And rightfully so. Furthering the promise he showed off in the Academy Award-nominated 2010 psychodrama Incendies, Villeneuve indulges in a variety of genre tropes here. Pulsated by an eerie and tireless string score, Enemy wastes little time getting to its haunting weirdness. The film opens with a dreamlike trip to an underground club of some kind where rich guys pay to watch a beautiful, naked woman masturbate and step on a spider—as Villenueve presents the bizarre setting with hazy visuals and disarming slow-motion, you're left confused, fascinated, and mentally aroused. And he keeps that perverse uncertainty going strong until Enemy's oblique, Rod-Serling-friendly final shot, a symbolic punch line that both connects back to that opening sequence and puts Enemy into a sort of "metaphysical horror" category.

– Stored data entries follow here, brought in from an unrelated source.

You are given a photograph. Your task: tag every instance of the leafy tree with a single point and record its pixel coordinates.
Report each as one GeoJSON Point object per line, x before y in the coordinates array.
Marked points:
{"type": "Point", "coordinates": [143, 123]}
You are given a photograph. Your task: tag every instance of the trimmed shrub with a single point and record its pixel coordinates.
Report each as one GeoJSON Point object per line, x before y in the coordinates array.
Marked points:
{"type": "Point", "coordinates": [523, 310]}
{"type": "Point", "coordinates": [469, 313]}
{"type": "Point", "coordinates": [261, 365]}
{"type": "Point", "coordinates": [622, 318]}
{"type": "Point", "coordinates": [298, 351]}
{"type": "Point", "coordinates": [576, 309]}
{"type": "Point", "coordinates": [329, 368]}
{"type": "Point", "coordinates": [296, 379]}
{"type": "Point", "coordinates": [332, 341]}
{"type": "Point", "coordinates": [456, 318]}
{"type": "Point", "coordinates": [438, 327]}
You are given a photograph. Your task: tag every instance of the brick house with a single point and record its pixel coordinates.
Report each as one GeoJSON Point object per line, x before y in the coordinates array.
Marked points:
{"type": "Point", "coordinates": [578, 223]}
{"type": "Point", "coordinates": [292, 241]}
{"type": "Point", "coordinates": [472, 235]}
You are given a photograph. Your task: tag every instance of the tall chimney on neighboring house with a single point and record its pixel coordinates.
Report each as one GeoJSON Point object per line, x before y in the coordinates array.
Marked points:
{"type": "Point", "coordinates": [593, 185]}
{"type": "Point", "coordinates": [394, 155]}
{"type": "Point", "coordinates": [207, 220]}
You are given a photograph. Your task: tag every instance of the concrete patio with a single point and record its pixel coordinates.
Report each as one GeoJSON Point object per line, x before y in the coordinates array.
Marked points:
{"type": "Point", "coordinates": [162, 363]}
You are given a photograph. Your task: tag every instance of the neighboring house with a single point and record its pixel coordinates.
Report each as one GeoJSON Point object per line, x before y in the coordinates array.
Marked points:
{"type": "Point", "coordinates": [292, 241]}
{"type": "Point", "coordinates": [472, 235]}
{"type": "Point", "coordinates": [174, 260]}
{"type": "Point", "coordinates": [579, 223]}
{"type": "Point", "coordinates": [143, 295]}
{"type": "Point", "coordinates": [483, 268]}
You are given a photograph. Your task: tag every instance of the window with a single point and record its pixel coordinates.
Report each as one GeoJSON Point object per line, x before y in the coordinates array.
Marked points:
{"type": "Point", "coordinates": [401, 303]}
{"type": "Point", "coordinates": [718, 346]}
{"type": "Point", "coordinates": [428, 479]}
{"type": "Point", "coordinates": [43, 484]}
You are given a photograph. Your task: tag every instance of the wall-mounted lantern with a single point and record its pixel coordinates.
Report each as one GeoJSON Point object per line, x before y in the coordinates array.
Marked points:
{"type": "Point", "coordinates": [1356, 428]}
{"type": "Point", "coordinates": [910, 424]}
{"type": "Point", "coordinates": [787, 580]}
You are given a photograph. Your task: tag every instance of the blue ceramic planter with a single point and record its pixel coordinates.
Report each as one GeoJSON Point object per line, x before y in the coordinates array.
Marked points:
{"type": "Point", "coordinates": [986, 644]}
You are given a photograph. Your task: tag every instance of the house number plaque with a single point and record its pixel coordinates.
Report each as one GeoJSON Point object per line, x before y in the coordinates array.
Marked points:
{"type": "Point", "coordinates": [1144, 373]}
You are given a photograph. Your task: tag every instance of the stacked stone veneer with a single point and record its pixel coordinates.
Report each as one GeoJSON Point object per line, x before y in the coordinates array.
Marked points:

Come next weekend, the world's going to be chatting it up about Villeneuve and Gyllenhaal's starry wide release Prisoners, and if the early reviews are proven correct, it'll be for good reason. Hopefully, though, Enemy doesn't get overshadowed. Halfway through this year's Toronto International Film Festival, it's definitely one of my favorite TIFF films so far. In fact, it's one of three that I'd gladly see here again if given the chance before vacating Canada later this week (the others: Oculus and The Strange Colour of Your Body's Tears).